George Orwell was only the first visionary to suggest that a future world that designs itself around perpetual (and meaningless) war would first strive to erase the history of the world; knowing our own history intimately always boils up passions to preserve and save and to know more of our ancient heritage. A world robbed of contact with its past is a world that can be sold on any idea, however nonsensical or genocidal or suicidal, however many past times it was tried with terrible results.
And yet I would argue that no one who has read "Gilgamesh" (I strongly urge Herbert Warren Mason Jr.'s beautiful translation) can wish MOAB -- America's recently unveiled "Mother Of All Bombs" -- to fall on this land, to pulverize the treasures that still remain of our nursery. You will find no apologies from me for Sadaam Hussein, but at his worst he is a thing of the blink of an eye, but "Gilgamesh" (there are still many missing sections, though they are almost certainly waiting somewhere underground) and the rest of Mesopotamia's yet undiscovered treasures are the fragile things of ages. A huge volume of these treasures will be reduced to dust by this war.
It's a bit fucking late, but the US Department of Defense -- the Pentagon -- is now issuing a second deck of instructional playing cards for troops deployed to Iraq. The first famous deck, issued to the invading US soldiers and marines in March 2003, featured the photographs of the 52 Most Wanted figures in Sadaam Hussein's toppled government.
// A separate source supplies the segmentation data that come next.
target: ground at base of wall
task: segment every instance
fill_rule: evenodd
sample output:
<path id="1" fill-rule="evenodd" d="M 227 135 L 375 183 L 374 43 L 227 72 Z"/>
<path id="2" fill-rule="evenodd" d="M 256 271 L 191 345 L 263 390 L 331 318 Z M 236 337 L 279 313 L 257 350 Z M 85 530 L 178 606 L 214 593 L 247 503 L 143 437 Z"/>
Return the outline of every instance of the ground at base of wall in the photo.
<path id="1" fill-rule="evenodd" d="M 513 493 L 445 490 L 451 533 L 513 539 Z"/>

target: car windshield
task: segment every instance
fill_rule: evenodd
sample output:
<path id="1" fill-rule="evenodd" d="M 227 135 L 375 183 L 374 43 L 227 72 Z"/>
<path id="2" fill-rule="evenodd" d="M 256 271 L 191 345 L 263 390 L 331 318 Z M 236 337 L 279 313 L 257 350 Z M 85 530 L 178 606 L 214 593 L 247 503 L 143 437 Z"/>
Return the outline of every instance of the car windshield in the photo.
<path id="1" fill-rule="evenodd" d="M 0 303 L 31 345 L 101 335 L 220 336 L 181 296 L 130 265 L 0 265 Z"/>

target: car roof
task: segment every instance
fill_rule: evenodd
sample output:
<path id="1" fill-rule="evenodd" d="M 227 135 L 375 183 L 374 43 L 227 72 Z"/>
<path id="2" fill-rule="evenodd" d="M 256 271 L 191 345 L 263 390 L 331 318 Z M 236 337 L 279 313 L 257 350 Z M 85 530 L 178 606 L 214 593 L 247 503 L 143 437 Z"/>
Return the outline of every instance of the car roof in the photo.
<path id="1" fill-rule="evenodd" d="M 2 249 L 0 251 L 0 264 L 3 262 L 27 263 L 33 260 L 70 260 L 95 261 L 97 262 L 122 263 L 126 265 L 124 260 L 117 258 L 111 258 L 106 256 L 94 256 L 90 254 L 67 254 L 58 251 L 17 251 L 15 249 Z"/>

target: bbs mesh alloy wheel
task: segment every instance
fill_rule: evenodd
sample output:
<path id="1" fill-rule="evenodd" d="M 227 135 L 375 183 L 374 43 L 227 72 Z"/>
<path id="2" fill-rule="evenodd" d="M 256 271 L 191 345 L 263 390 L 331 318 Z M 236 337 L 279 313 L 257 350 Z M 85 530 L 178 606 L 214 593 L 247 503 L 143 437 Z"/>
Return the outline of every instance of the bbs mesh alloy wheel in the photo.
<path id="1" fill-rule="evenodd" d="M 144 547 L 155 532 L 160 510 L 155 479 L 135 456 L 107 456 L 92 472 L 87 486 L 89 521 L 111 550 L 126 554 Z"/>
Whatever else the invasion and occupation may have accomplished, it was a disaster for the archeological treasures of Iraq / Uruk /Babylon / Babylonia/ Ur / Mesopotamia.
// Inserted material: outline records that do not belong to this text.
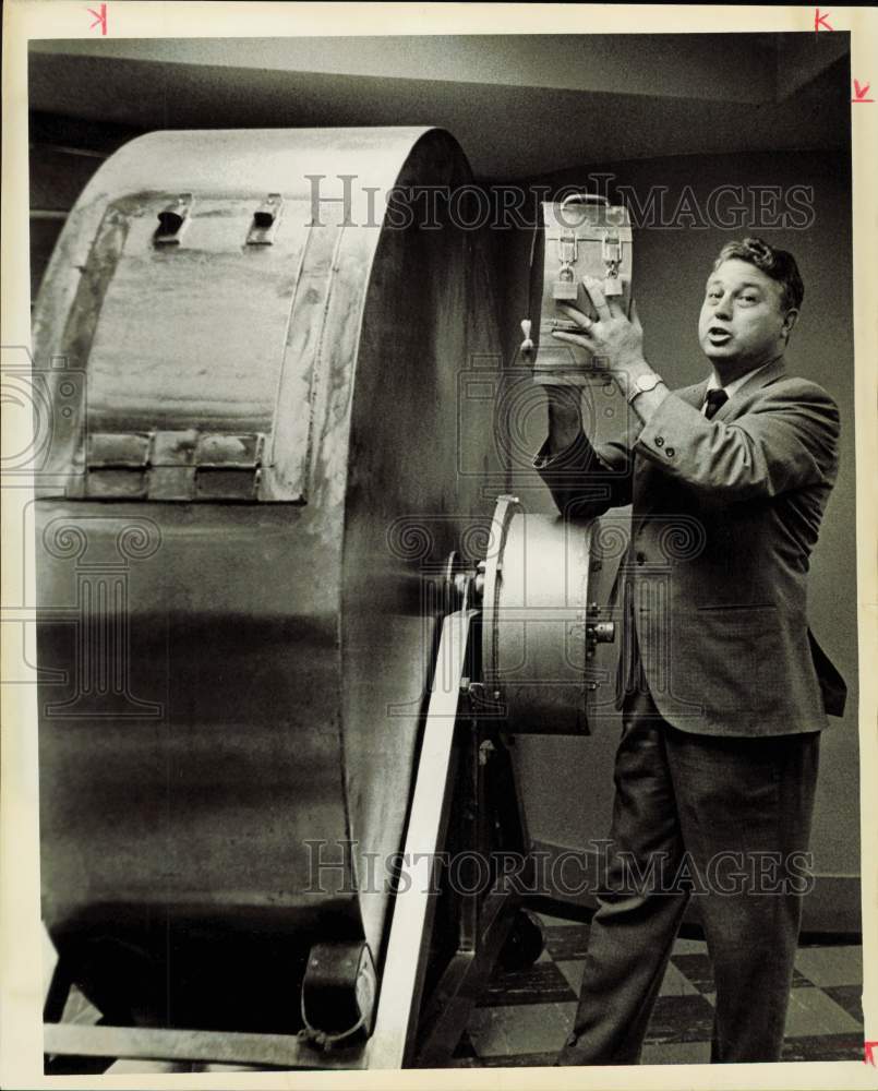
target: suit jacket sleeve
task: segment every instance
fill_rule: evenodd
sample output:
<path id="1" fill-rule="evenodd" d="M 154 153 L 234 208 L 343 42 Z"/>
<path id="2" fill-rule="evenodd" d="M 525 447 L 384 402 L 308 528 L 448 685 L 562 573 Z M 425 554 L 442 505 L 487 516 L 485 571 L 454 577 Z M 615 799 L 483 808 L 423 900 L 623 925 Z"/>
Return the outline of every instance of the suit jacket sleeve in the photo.
<path id="1" fill-rule="evenodd" d="M 747 411 L 729 422 L 707 420 L 669 394 L 635 449 L 702 499 L 730 503 L 831 482 L 838 436 L 832 398 L 816 383 L 791 380 L 763 387 Z"/>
Now the Pentagon wants to kiss and make nice with what's left of these ancient treasures. No more setting up military helicopter landing pads on top of Babylonian ruins, as US forces did during the invasion.
When US forces kill Iraqi civilians unintentionally, standard operating procedure is to pay cash to the surviving family, to make amends and heal any bad feelings.
Who knows? Maybe it works. We can always remind the survivors that Sadaam Hussein's regime didn't give cash to survivors of those he executed. We do. We're different. The child is just as dead, but we pay cash.
But cash can't fix four years of pulverizing and looting and bombing and pillaging of 3000-year-old archeological treasures. That crap is Solid Gone Forever. Dust.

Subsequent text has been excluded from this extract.